Politik / 30.10.2015 • 22:33 Uhr / 3 Minuten Lesezeit

Verhaltene Reaktionen auf die präsentierten Maßnahmen gegen die Rekordarbeitslosigkeit.

Wien. Die einen sehen in dem am Freitag vorgestellten Konjunktur- und Arbeitsmarktpaket einen ersten Schritt in die richtige Richtung, die anderen einen Ausdruck von Kraftlosigkeit der Regierung und Sozialpartner. Fast 60.000 neue Arbeitsplätze sollen geschaffen werden, erklärten Kanzler Werner Faymann (55, SPÖ) und sein Vize Reinhold Mitterlehner (59, ÖVP) bei einer Pressekonferenz in Wien.

Historischer Höchststand

Verhalten positiv reagierten Vertreter der Vorarlberger Arbeiterkammer und der Wirtschaftskammer. AMS-Vorarlberg-Chef Anton Strini (61) begrüßte das Paket vorsichtig. Kritik kam unter anderem von der Agenda Austria: „Ich bin überrascht, dass sich die Regierung angesichts der Rekordarbeitslosigkeit mit so einem Paket an die Öffentlichkeit traut“, hielt Franz Schellhorn (46), Direktor der liberalen Denkfabrik, im VN-Gespräch fest.

Aufgrund der schwachen Wirtschaftsentwicklung steigt die Arbeitslosigkeit seit Mitte 2011 kontinuierlich an. Ende September lag die Quote inklusive Schulungsteilnehmern bei 9,9 Prozent und somit seit 1946 auf dem Höchststand. Bereits im Winter könnte sich die Zahl der Arbeitslosen von derzeit 391.417 auf 500.000 erhöhen. Ein Maßnahmenmix soll Abhilfe leisten. Es sei kein „Morgen ist alles gut“-Paket. Aber es weise in die richtige Richtung, erklärte Mitterlehner.

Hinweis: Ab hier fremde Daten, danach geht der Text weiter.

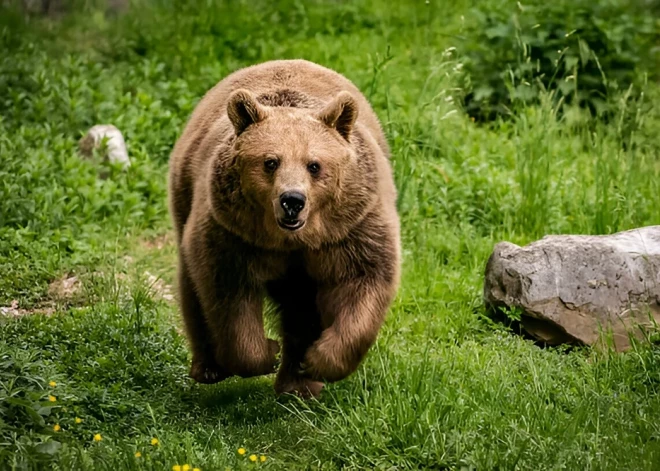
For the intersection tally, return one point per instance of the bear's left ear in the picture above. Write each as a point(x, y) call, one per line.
point(340, 114)
point(243, 110)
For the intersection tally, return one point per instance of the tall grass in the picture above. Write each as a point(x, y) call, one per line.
point(444, 388)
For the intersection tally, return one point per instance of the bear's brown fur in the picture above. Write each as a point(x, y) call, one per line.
point(269, 149)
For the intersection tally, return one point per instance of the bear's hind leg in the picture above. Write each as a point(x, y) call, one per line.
point(301, 327)
point(204, 368)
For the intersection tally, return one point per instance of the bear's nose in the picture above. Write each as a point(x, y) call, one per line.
point(292, 203)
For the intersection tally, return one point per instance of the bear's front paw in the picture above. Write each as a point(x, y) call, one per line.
point(327, 360)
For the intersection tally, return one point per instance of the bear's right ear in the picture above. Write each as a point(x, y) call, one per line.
point(243, 110)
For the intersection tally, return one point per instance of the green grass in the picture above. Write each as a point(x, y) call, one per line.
point(444, 387)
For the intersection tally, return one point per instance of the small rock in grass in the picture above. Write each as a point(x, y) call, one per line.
point(115, 146)
point(572, 288)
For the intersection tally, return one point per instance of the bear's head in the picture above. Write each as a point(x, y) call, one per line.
point(292, 176)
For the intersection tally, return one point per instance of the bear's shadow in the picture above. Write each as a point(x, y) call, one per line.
point(239, 401)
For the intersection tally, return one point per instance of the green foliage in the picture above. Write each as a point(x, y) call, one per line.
point(586, 51)
point(444, 388)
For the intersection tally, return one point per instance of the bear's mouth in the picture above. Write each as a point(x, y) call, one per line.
point(290, 225)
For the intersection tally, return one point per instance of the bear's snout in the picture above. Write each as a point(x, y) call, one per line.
point(290, 211)
point(292, 203)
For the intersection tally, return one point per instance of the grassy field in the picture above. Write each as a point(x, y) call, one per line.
point(444, 387)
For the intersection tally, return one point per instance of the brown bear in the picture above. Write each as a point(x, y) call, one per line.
point(281, 186)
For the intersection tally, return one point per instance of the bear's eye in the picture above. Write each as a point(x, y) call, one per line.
point(271, 164)
point(314, 168)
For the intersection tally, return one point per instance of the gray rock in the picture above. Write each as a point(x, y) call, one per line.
point(116, 147)
point(572, 289)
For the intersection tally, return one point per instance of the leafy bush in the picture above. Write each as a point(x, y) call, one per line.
point(584, 50)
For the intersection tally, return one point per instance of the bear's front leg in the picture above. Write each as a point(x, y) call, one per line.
point(353, 313)
point(231, 302)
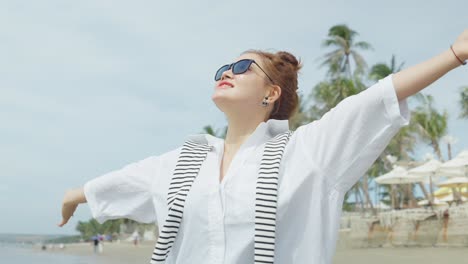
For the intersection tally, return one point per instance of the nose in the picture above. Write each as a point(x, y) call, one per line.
point(227, 74)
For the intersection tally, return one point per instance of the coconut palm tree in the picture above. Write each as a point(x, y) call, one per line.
point(382, 70)
point(464, 102)
point(343, 39)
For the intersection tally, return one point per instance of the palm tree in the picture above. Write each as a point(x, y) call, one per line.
point(432, 125)
point(382, 70)
point(343, 39)
point(464, 102)
point(404, 142)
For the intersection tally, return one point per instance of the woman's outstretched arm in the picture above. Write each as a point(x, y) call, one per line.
point(413, 79)
point(71, 200)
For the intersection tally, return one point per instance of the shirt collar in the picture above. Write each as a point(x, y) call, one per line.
point(263, 132)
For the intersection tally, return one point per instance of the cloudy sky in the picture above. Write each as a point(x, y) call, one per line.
point(89, 86)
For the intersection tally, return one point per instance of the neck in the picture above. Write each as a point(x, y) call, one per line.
point(239, 130)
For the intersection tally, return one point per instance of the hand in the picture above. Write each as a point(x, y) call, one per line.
point(460, 46)
point(70, 202)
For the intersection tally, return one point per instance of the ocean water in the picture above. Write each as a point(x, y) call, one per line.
point(10, 254)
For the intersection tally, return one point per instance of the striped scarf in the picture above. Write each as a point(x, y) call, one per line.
point(188, 165)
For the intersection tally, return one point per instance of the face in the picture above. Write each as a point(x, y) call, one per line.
point(242, 93)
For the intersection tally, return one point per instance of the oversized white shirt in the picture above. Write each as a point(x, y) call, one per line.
point(321, 162)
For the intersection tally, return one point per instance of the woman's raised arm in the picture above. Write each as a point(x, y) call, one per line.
point(71, 200)
point(413, 79)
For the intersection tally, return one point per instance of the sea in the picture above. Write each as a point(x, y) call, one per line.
point(14, 254)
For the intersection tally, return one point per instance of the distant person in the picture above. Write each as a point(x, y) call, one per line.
point(136, 239)
point(264, 194)
point(95, 244)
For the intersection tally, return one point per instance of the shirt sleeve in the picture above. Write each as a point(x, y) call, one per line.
point(349, 138)
point(124, 193)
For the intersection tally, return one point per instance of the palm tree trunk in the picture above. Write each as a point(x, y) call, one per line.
point(365, 189)
point(436, 147)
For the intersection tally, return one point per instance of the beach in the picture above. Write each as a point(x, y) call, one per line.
point(125, 252)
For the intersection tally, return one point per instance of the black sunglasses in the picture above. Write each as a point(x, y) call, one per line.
point(238, 67)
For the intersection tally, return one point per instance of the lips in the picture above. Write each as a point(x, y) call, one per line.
point(221, 84)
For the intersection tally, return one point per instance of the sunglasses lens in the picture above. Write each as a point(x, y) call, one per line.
point(220, 72)
point(241, 66)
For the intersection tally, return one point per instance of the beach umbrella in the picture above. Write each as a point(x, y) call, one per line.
point(451, 198)
point(456, 182)
point(435, 202)
point(428, 171)
point(398, 175)
point(457, 166)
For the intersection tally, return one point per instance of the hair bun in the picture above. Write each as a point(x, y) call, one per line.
point(288, 57)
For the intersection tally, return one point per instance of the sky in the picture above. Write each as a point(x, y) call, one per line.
point(87, 87)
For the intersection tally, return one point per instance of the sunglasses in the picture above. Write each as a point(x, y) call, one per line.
point(238, 67)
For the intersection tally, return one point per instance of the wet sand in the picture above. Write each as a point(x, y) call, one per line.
point(125, 252)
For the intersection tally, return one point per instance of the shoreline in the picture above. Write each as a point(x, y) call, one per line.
point(126, 252)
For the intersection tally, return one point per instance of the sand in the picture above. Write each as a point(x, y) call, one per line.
point(125, 252)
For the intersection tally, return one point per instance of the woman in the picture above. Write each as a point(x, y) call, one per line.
point(264, 193)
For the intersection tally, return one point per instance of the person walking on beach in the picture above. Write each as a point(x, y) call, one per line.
point(95, 244)
point(264, 194)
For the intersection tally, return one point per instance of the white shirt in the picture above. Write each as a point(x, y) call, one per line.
point(321, 162)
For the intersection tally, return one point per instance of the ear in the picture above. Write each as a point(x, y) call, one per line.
point(275, 92)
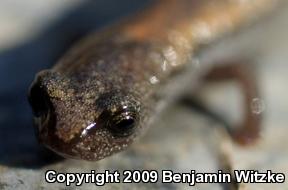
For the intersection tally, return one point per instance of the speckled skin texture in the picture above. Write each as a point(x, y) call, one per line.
point(117, 76)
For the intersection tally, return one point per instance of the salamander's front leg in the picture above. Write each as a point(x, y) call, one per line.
point(243, 74)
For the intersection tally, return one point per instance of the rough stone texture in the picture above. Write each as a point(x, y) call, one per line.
point(180, 139)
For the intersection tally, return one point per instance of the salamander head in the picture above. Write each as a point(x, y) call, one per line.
point(84, 120)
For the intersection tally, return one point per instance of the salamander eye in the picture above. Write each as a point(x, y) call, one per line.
point(122, 124)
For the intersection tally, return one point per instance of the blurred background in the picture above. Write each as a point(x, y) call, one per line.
point(34, 34)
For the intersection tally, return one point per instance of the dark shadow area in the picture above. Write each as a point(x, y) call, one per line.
point(18, 66)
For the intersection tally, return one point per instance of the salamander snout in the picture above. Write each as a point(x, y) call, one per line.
point(40, 101)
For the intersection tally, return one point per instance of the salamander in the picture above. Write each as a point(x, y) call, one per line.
point(105, 91)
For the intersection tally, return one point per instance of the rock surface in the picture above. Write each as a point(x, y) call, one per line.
point(181, 139)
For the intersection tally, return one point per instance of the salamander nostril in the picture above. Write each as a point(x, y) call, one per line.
point(39, 100)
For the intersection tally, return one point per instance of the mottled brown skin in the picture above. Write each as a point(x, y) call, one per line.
point(103, 93)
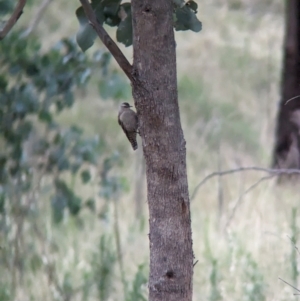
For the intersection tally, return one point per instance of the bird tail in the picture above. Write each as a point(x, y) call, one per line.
point(132, 139)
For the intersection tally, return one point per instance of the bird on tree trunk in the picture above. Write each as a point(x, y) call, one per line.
point(128, 120)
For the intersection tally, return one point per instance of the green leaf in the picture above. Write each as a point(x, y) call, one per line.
point(85, 176)
point(58, 205)
point(192, 5)
point(74, 204)
point(186, 19)
point(86, 34)
point(91, 204)
point(124, 31)
point(45, 116)
point(6, 6)
point(111, 9)
point(2, 202)
point(3, 83)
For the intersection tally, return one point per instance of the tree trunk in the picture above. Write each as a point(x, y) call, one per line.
point(156, 100)
point(287, 145)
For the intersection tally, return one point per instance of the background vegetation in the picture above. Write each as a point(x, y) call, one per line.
point(81, 235)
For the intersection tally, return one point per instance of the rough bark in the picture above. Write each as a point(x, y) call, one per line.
point(287, 145)
point(156, 100)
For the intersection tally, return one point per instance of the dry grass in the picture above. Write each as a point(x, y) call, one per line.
point(229, 88)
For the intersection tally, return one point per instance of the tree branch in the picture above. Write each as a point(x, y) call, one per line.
point(107, 40)
point(238, 202)
point(274, 172)
point(13, 19)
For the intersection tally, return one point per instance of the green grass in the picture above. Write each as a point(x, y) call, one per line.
point(228, 82)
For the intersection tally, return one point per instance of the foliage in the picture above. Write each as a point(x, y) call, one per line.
point(39, 156)
point(115, 14)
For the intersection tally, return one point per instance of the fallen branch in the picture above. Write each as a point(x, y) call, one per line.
point(238, 202)
point(13, 19)
point(108, 41)
point(275, 172)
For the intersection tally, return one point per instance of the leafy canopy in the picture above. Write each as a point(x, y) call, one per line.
point(115, 14)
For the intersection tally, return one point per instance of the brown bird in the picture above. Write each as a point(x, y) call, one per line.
point(128, 120)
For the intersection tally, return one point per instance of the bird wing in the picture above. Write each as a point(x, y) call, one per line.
point(129, 122)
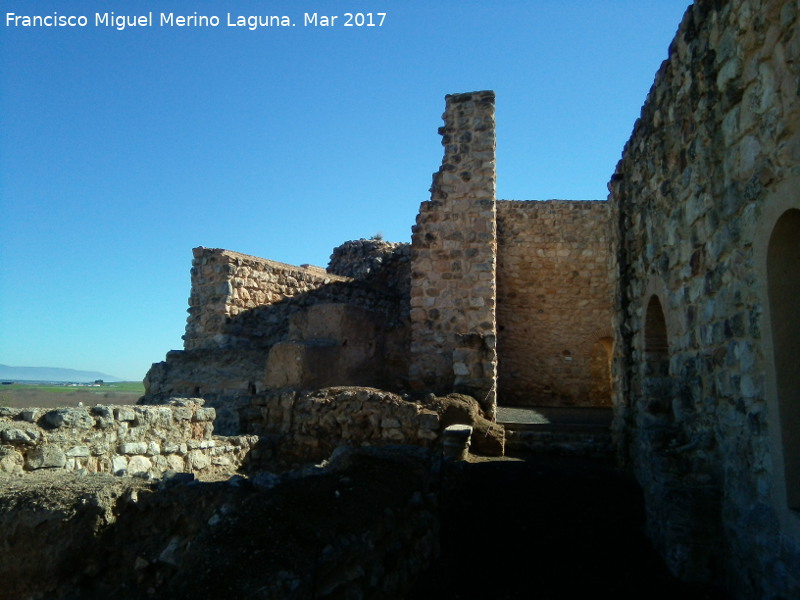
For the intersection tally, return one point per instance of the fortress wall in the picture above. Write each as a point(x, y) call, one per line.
point(453, 259)
point(553, 303)
point(226, 284)
point(705, 205)
point(122, 440)
point(309, 426)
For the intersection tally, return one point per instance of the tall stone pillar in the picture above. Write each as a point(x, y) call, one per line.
point(453, 260)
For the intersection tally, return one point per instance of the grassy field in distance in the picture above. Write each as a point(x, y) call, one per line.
point(45, 395)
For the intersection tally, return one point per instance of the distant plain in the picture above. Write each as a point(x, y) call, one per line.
point(50, 395)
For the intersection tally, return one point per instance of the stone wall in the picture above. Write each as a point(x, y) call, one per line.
point(227, 284)
point(553, 303)
point(255, 324)
point(122, 440)
point(705, 204)
point(453, 260)
point(308, 426)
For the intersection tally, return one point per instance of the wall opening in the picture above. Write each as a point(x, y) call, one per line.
point(783, 288)
point(658, 385)
point(600, 372)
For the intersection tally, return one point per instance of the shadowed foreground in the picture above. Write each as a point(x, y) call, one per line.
point(546, 528)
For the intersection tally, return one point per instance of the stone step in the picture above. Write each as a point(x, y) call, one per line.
point(562, 443)
point(557, 431)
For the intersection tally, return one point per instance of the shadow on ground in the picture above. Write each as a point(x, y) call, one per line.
point(546, 528)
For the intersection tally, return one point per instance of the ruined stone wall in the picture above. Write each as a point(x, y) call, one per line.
point(711, 168)
point(121, 440)
point(308, 426)
point(553, 303)
point(453, 259)
point(255, 324)
point(227, 284)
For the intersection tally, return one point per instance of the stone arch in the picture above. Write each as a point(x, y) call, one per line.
point(600, 371)
point(783, 290)
point(657, 381)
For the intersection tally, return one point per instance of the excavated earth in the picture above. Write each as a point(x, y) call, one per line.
point(369, 525)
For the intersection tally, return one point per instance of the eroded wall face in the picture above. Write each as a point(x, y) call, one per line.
point(227, 287)
point(553, 303)
point(710, 168)
point(453, 260)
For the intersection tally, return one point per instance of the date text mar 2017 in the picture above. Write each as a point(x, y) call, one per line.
point(345, 20)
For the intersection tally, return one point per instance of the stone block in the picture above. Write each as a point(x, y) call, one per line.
point(45, 457)
point(132, 448)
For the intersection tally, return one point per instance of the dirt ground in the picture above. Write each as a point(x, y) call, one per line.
point(548, 528)
point(516, 528)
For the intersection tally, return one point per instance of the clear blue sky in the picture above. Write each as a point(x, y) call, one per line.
point(120, 151)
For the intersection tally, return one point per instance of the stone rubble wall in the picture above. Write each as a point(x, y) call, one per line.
point(453, 260)
point(358, 259)
point(121, 440)
point(364, 525)
point(712, 162)
point(226, 284)
point(553, 303)
point(308, 426)
point(284, 325)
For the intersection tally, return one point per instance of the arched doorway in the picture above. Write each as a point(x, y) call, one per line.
point(600, 372)
point(783, 289)
point(657, 382)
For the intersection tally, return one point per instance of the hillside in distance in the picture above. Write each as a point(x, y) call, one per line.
point(52, 374)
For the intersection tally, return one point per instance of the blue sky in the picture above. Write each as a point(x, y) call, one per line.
point(120, 151)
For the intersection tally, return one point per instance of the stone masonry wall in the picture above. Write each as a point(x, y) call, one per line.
point(226, 284)
point(711, 167)
point(308, 426)
point(553, 303)
point(122, 440)
point(453, 260)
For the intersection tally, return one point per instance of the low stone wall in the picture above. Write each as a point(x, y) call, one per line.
point(226, 284)
point(361, 258)
point(364, 526)
point(309, 426)
point(123, 440)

Unter anderem sollen mit einem Wohnbaupaket 30.000 neue Wohnungen und 20.000 neue Jobs geschaffen werden. Eine schrittweise Lohnnebenkostensenkung soll bis 2018 eine Milliarde Entlastung für Unternehmen und rund 14.000 neue Arbeitsplätze bringen. Außerdem ist geplant, die Mittel für die Arbeitsmarktpolitik ab 2016 von 250 auf 300 Millionen Euro und ab 2017 auf 350 Millionen Euro zu erhöhen. Das könne 16.000 Jobs schaffen. Das Lehrlingsprogramm wird zusätzlich mit zehn Millionen Euro dotiert, ein „Bonus-Malus light“ für die Beschäftigung älterer Arbeitnehmer eingeführt. Wer 2018 über dem Branchenschnitt für ältere Beschäftigte liegt, soll von einer Senkung der Beiträge zum Familienlastenausgleichsfonds um 0,1 Prozentpunkte profitieren. Der Malus liegt bei der Kündigung eines älteren Mitarbeiters bei der doppelten Auflösungsabgabe von 236 Euro.

Warten auf Umsetzung

AMS-Chef Strini begrüßt die zusätzlichen Mittel für die Arbeitsmarktpolitik. Damit könnten Qualifikation und Möglichkeiten von Arbeitssuchenden besser analysiert werden und Unternehmen, die zum Beispiel Langzeitarbeitslose einstellen, weitere finanzielle Unterstützung erhalten. Martin Ohneberg (44), Präsident der Industriellenvereinigung Vorarlberg, sieht in der Lohnnebenkostensenkung einen richtigen Schritt, fordert aber eine Modernisierung des Arbeitsrechts. Manfred Rein (66) von der Wirtschaftskammer begrüßt die Ansätze des Pakets, möchte jedoch erst die Umsetzung abwarten. Ein wirkungsvolleres Bonus-Malus-System sei „an der Blockadehaltung der Wirtschaftsseite gescheitert“, kritisiert der Vorarlberger Arbeiterkammerchef Hubert Hämmerle (54). Rein beurteilt die Lösung als „vertretbar“, Ohneberg als Einschränkung der unternehmerischen Freiheit.